Rail trail in western South Carolina

The Prisma Health Swamp Rabbit Trail is a 19.9 mi multi-use rail trail in Greenville County, South Carolina, that largely follows the bed of a former railroad that had been nicknamed after the indigenous swamp rabbit. The trail begins at Greenville Technical College, crosses the city of Greenville, proceeds through Falls Park and the campus of Furman University, and ends about a mile north of the Travelers Rest city limits.

==History==
In 1999, Greenville County Council created the Greenville County Economic Development Corporation to purchase the roadbed of the defunct Greenville & Northern Railway for dual use as a greenway and light rail passenger line. The proposed commuter rail was quickly abandoned, but The Greenville News editorially suggested a bike and hiking trail, though admitting the plan to be an "unrealistic dream." As late as 2005, the head of a Greenville conservation group hiked the route "armed with a machete" because the proposed trail was "heavily overgrown...almost impassible in parts."

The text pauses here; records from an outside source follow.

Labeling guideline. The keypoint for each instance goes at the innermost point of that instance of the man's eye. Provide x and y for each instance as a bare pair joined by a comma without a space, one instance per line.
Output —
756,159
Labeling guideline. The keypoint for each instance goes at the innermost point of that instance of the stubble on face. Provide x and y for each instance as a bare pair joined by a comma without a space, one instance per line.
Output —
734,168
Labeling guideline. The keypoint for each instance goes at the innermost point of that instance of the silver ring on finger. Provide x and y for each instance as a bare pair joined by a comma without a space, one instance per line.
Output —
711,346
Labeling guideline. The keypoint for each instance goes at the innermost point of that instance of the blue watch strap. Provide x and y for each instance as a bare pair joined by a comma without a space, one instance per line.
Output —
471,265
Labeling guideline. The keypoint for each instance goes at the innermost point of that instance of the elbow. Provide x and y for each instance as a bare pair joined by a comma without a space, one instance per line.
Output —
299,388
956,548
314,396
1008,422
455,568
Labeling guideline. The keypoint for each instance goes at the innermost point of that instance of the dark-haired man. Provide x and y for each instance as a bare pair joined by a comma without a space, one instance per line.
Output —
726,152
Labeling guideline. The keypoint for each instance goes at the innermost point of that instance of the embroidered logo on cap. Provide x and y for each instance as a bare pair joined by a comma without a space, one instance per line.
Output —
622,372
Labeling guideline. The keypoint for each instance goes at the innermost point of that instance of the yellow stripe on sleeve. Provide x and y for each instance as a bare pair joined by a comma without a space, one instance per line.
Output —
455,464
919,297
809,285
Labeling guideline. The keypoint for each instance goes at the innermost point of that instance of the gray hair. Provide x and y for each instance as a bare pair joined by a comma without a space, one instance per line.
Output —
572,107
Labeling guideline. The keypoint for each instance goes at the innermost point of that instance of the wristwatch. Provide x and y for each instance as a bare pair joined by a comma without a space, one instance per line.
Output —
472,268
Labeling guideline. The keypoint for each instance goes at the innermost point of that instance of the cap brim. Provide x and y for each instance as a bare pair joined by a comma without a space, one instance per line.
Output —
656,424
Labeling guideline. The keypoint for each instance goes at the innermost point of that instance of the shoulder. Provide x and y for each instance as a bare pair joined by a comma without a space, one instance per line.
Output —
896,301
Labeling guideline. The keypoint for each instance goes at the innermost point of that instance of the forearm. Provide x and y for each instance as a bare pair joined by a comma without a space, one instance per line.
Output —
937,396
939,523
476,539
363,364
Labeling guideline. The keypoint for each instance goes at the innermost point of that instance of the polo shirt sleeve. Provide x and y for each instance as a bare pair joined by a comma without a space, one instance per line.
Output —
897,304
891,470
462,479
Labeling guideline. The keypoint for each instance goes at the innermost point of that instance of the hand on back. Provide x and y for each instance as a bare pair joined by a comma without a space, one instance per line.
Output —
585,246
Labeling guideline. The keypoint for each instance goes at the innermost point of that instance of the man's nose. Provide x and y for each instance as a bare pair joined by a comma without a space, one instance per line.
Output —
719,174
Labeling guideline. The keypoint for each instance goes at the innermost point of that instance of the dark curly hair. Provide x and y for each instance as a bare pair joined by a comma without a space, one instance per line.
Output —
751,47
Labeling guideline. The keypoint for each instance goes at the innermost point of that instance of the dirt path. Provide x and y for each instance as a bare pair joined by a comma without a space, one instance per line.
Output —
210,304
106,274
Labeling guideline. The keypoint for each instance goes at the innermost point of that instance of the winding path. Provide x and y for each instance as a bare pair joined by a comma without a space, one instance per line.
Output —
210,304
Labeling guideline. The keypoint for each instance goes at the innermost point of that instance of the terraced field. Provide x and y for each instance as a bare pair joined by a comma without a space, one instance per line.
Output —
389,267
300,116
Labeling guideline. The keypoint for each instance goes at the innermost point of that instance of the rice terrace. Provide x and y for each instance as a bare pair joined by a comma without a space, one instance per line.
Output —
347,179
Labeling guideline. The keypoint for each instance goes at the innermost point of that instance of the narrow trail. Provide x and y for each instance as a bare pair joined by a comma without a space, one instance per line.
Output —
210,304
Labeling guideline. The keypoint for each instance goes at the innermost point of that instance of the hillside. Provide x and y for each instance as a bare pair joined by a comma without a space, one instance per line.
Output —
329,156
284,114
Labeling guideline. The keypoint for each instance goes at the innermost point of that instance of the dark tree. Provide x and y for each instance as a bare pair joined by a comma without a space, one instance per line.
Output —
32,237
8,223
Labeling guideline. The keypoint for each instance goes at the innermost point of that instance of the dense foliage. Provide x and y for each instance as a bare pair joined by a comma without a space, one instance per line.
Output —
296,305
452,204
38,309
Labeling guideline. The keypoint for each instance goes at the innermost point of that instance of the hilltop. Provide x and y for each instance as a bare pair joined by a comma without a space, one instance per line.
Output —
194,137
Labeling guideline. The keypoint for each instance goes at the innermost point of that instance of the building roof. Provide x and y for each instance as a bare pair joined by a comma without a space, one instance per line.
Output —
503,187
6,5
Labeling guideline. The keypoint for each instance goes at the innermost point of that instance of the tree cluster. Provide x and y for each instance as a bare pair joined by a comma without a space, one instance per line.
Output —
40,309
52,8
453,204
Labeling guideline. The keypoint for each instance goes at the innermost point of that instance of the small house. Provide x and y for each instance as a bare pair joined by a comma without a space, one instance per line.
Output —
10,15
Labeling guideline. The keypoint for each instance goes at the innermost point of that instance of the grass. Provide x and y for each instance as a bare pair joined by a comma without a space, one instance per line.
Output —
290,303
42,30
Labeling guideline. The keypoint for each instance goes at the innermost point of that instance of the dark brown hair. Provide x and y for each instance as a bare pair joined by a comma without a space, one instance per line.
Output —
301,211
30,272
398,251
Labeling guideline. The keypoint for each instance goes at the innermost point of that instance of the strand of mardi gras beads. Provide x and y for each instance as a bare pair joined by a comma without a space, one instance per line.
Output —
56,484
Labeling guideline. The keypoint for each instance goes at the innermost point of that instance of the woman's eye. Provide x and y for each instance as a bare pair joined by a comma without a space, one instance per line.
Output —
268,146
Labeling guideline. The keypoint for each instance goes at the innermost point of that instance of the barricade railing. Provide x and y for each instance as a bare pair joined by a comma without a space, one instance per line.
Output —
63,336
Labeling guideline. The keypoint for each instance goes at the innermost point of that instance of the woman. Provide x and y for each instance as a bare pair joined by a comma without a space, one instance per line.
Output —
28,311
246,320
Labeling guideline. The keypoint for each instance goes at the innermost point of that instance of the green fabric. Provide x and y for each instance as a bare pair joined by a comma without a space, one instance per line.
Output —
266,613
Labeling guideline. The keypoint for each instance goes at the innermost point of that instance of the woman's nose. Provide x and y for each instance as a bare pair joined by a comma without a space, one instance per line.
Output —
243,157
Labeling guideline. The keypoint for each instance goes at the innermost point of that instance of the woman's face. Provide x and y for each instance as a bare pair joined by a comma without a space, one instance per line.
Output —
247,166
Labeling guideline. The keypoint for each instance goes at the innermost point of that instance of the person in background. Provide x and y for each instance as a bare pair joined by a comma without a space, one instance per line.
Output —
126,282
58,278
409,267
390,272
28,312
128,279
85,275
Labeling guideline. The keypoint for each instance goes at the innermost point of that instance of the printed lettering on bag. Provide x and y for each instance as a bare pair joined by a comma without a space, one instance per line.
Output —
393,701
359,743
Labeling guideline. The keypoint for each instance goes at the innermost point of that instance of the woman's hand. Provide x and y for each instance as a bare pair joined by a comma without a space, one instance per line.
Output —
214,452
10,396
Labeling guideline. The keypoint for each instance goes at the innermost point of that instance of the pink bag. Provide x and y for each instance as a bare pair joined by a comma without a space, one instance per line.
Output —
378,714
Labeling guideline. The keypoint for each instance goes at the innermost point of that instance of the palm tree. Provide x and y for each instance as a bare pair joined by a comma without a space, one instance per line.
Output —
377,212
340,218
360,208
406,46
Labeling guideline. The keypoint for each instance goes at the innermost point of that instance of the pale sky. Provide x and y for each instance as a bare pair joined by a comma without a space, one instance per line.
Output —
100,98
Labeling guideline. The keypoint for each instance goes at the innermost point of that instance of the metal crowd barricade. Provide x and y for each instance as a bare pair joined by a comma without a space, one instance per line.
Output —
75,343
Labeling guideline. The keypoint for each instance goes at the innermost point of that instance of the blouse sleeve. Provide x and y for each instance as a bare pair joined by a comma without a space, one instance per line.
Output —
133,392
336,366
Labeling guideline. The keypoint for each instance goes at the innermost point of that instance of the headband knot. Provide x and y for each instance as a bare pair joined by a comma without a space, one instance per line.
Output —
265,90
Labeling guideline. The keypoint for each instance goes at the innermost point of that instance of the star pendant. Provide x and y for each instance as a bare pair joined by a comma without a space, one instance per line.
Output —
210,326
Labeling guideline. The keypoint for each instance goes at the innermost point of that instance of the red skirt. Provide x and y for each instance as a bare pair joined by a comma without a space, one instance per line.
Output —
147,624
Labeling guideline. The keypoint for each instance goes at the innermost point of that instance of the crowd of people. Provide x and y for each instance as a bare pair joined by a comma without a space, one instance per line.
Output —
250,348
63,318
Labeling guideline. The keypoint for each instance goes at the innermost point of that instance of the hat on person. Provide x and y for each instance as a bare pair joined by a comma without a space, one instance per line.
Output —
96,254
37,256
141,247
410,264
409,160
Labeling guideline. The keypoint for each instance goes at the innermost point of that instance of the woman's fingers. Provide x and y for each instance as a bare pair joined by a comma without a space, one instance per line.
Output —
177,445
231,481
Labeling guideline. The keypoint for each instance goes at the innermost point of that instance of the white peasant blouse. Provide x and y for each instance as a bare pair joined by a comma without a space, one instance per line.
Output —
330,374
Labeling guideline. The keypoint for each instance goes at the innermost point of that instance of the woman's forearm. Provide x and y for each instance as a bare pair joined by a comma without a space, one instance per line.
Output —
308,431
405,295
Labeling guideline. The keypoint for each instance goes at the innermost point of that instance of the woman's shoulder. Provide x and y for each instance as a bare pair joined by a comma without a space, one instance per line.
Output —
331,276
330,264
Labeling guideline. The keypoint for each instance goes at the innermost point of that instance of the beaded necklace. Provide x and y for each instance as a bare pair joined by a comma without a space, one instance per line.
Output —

Although planning for a multi-use trail began that summer, the Surface Transportation Board in Washington had to approve the abandonment of the line, and a private Greenville firm suggested buying it and resuming rail service. Eventually the private firm bowed out, and in April 2006, the STB approved the abandonment. In 2007, the Greenville Health System gave $1 million towards the $2.7 million project, and the trail was officially named the Greenville Health System Swamp Rabbit Trail. The Swamp Rabbit Trail was already attracting users by January 2008, even before it officially opened in 2010 after considerable "legal entanglements, regulatory roadblocks, financial issues and citizen opposition."

One currently unconnected section runs from Lake Conestee Nature Park to Parkins Mill Road and I-85, and another disconnected section exists in Fountain Inn. Residents of the affluent Parkins Mill neighborhood have opposed a connector from the Lake Conestee section, but Greenville County plans to bridge the gap with underpasses or overpasses.

A 2012 study estimated that more than 350,000 people annually used the trail and that area businesses increased their sales from 30 to 85%. A 2014 study estimated usage had increased to half a million people a year, a quarter of whom were tourists. In 2013, the mayor of Travelers Rest said that the trail had "been phenomenal for the whole county, but more so for us in Travelers Rest. I can't begin to tell you how much of an economic boost it's been to this town." A 2012 Greenville News editorial described the Swamp Rabbit Trail as "one of the most popular assets in Greenville County...proving that when it comes to such trails, if you build them they will come." In 2016, Greenville County Recreation estimated the trail's economic impact on the county to be $7 million per year.